Sole di primavera, pericolo vero: perché gli occhiali scuri servono più ora che in estate.

Il primo sole ti invita fuori, la giacca resta aperta, gli occhi si stringono: non è ancora estate, eppure la luce ti prende di taglio. È quel momento sospeso in cui la primavera sembra gentile, ma il suo bagliore racconta un’altra storia.

Sole di primavera, pericolo vero: perché gli occhiali scuri servono più ora che in estate.
Sole di primavera, pericolo vero: perché gli occhiali scuri servono più ora che in estate.

C’è una trappola nella luce di marzo. Non scotta la pelle, non toglie il respiro, ma ti sorprende quando attraversi la strada o imbocchi una rotonda al tramonto. È una questione di geometria e abitudine. Negli ultimi anni abbiamo imparato a parlare di protezione UV in spiaggia. Nel 2026 serve spostare il discorso: la protezione deve essere “dinamica”, legata all’orario, all’angolo della luce, alla superficie che riflette.

Io me ne accorgo sulle piste ciclabili, verso le 18: l’asfalto umido diventa uno specchio, il sole basso centra lo sguardo, il riverbero taglia il contrasto. È lì che capisci perché gli occhiali da sole non sono un vezzo primaverile, ma un presidio. Si parla di occhi, non di stile.

I 3 motivi scientifici del pericolo primaverile

L’angolazione dei raggi. Con il sole basso, la luce attraversa più atmosfera e rimbalza su vetro, acqua, metallo, strada bagnata. La quota di riflessi orizzontali cresce e l’abbagliamento aumenta, proprio dove guardi.

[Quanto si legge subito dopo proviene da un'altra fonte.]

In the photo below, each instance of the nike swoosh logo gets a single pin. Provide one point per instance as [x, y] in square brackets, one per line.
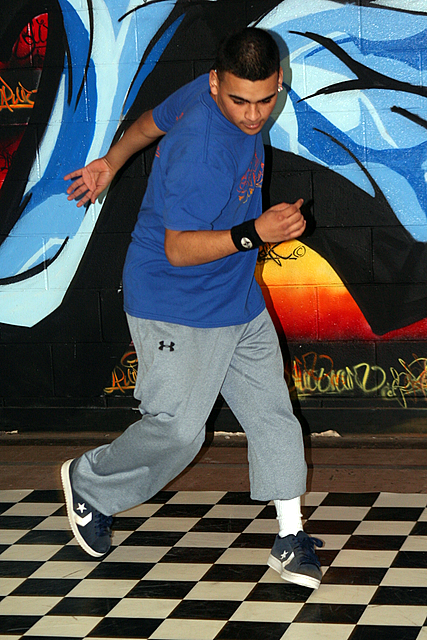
[82, 522]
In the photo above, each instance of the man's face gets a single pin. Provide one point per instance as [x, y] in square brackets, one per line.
[245, 103]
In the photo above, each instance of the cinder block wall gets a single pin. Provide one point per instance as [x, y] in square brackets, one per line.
[348, 300]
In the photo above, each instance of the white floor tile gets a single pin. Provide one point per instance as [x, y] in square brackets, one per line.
[207, 539]
[267, 611]
[234, 511]
[143, 608]
[197, 497]
[28, 552]
[66, 626]
[396, 615]
[244, 556]
[188, 630]
[363, 558]
[137, 554]
[168, 524]
[177, 571]
[342, 594]
[220, 591]
[92, 588]
[308, 631]
[27, 605]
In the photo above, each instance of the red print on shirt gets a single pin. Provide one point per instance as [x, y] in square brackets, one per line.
[251, 179]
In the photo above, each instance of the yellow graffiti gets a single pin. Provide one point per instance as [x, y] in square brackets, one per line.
[268, 252]
[124, 374]
[19, 99]
[412, 381]
[315, 373]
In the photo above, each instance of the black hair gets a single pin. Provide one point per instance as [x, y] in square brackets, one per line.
[250, 54]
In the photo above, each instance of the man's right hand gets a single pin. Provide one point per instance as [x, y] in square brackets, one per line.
[281, 222]
[89, 181]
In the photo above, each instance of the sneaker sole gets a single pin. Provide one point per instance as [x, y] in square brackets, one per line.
[289, 576]
[66, 484]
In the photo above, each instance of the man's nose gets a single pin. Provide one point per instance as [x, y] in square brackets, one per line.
[252, 112]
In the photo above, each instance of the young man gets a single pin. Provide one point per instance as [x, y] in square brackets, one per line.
[197, 316]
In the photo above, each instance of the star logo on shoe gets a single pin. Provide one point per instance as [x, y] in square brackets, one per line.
[287, 557]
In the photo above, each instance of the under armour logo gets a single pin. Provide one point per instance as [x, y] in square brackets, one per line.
[166, 346]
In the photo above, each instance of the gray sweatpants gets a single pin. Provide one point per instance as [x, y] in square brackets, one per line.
[181, 371]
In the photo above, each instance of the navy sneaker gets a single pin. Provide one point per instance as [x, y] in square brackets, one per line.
[295, 559]
[91, 528]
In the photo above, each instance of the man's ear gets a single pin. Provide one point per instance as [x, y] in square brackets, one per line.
[280, 79]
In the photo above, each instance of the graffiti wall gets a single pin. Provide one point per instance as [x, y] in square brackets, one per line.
[349, 135]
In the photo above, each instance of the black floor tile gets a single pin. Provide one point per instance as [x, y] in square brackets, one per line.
[354, 575]
[340, 527]
[399, 514]
[411, 560]
[199, 555]
[45, 587]
[18, 568]
[205, 609]
[330, 613]
[279, 592]
[70, 553]
[121, 570]
[254, 541]
[20, 522]
[239, 497]
[42, 495]
[377, 632]
[17, 625]
[127, 523]
[84, 607]
[161, 497]
[350, 499]
[125, 628]
[183, 510]
[221, 525]
[420, 529]
[375, 543]
[153, 539]
[235, 573]
[46, 536]
[252, 631]
[411, 596]
[5, 506]
[163, 589]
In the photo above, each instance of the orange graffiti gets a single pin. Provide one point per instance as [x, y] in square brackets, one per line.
[18, 99]
[124, 374]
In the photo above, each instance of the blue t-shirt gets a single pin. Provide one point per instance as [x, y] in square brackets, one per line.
[207, 174]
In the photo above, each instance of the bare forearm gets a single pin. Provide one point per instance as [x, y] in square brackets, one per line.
[190, 248]
[139, 135]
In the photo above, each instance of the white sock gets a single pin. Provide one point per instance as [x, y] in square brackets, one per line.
[289, 516]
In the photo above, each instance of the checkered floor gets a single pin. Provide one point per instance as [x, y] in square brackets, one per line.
[191, 566]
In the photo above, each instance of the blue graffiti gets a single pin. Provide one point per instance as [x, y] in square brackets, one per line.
[43, 250]
[357, 101]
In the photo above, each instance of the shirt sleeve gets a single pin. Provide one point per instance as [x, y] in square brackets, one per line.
[172, 109]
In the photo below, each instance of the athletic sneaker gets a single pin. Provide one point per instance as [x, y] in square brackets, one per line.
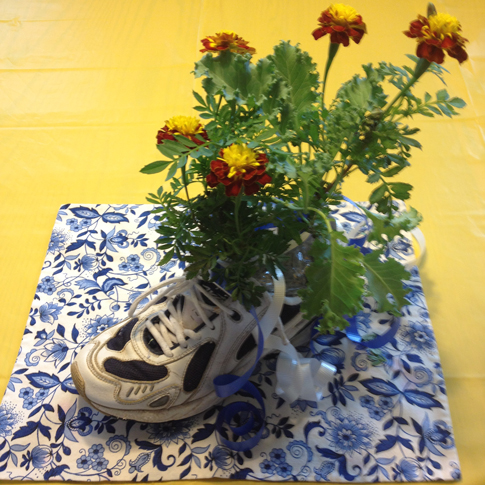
[159, 365]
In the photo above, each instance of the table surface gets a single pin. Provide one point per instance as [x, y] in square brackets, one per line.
[86, 85]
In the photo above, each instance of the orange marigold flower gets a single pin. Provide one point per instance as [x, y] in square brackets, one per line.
[239, 166]
[436, 34]
[226, 40]
[187, 126]
[342, 23]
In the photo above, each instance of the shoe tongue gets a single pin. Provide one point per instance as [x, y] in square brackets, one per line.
[190, 316]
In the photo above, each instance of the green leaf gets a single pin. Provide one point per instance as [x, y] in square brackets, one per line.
[405, 140]
[235, 77]
[378, 193]
[400, 190]
[381, 226]
[172, 171]
[335, 282]
[457, 102]
[156, 167]
[386, 278]
[182, 140]
[374, 177]
[392, 171]
[199, 98]
[175, 147]
[442, 95]
[359, 92]
[299, 72]
[166, 257]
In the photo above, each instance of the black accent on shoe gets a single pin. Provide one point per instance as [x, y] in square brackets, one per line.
[197, 366]
[135, 370]
[289, 312]
[246, 347]
[160, 402]
[123, 336]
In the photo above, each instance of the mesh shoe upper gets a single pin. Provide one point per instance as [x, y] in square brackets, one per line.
[167, 356]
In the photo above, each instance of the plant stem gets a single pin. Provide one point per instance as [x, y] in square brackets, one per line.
[237, 203]
[340, 176]
[421, 67]
[184, 178]
[332, 51]
[323, 216]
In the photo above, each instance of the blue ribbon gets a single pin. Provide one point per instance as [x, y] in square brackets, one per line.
[228, 384]
[375, 343]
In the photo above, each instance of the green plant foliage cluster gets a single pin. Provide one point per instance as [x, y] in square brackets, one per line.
[275, 107]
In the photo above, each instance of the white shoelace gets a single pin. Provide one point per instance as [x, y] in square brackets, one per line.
[170, 330]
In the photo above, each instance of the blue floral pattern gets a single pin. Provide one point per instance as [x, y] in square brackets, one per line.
[383, 417]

Lo “shock” da adattamento. Dopo mesi di luce debole, la retina è meno abituata a luminanze elevate. Strizzi gli occhi, la pupilla si chiude e si apre di continuo: affaticamento, tempi di reazione più lenti, fotostress. Non tutti i dati coincidono, ma la tendenza clinica è chiara: in primavera aumentano fastidi e fotofobia.

Riverbero e pollini. Occhi irritati e lacrimazione alterano il film lacrimale: la luce si disperde di più, il riflesso sembra “moltiplicarsi”. Gli occhiali creano una barriera fisica ai pollini e riducono l’abbaglio.

Ecco il punto: in aprile l’indice UV può toccare valori moderati-alti nelle ore centrali (anche 5–6 in molte città italiane), pur con aria fresca. Non lo senti sulla pelle, ma gli occhi sì. Proteggerli ora significa giocare d’anticipo su cataratta e degenerazione maculare, due malattie lente, favorite anche dall’esposizione cumulativa ai raggi UV.

Come proteggersi (bene) nel 2026

Scegli filtri certificati: cerca UV400. Un filtro UV400 blocca il 99–100% di UVA e UVB fino a 400 nm. Lenti scure senza filtro sono peggio di niente: dilatano la pupilla e lasciano passare più radiazione nociva.

Taglia il riflesso: preferisci lenti polarizzate. Non sostituiscono il filtro UV, ma eliminano il riverbero orizzontale e migliorano il contrasto. In auto e in bici fanno la differenza sulle superfici lucide.

Adattati al meteo: le lenti fotocromatiche (es. Transitions) di nuova generazione reagiscono più rapidamente ai cambi di luce tipici di marzo-aprile. Comode se entri ed esci spesso.

Marchi e calzata: Ray-Ban, Oakley e altri offrono modelli avvolgenti che schermano anche di lato. Occhio alla marcatura CE, alla stabilità sul naso e alla categoria del filtro (il 3 è il più comune per sole intenso).

Abitudini: indossali già al mattino e nel tardo pomeriggio, quando l’angolo è più insidioso. Se usi lenti a contatto, gli occhiali riducono secchezza e granelli di polline che arrivano in superficie.

Un’ultima immagine: il campo di calcetto alle 17:30, i bambini che rincorrono il pallone e una lama di luce che attraversa la rete. Chi osserva stringe gli occhi per riflesso. Tu, invece, infili gli occhiali e vedi tutto: linee, profondità, espressioni. Non è vanità; è scelta. Se la primavera ti guarda dritto negli occhi, come vuoi risponderle? Con uno sguardo socchiuso, o con la chiarezza di una protezione che lavora in silenzio?